Florida (up 61.7% from 55.9%) and Maine (up 49.1% from 44%) had the largest increases in the proportion of renters burdened by costs, according to census data released last week. Other states with higher increases were Arizona, Nevada, and Georgia.
After making that leap, Florida was no longer the state with the most renters struggling to make ends meet. Nevada(57.4%), Hawaii(56.7%), Louisiana(56.2%), and California(56.1%) followed closely behind.
“Florida isn’t the deal it used to be,” remarked Christopher McCarty, director of the University of Florida’s Bureau of Economic and Business Research. “To this day, Florida’s wages lag behind the national average, and rents are rising at a faster rate than in other states as well.”
As of 2023, the states with the lowest rates of renters affected by costs were North Dakota (37%), Wyoming (41.2%), South Dakota (41.3%), Kansas (43.5%), and Nebraska (44%).

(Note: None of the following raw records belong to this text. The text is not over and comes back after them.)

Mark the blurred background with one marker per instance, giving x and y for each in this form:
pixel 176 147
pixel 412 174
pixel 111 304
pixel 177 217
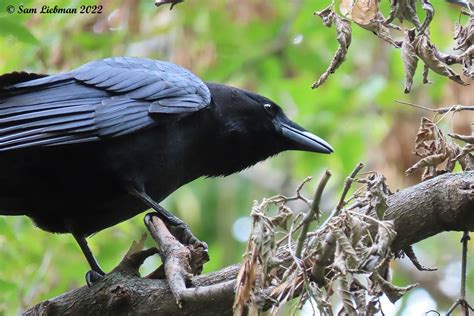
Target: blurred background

All states except Vermont have seen increases in the percentage of renters bearing the brunt of rising costs; the exceptions are North Dakota (down 37.0% from 38.0%), Rhode Island (down 48.1% from 49%), and Wyoming (down 41.2% from 44%).
According to Cook-Davis, Arizona and other states are showing signs of optimism due to the rise in housing development.
At some point, everything will fall into place if you keep creating. However, that may necessitate much more time. “The process is slow,” she remarked.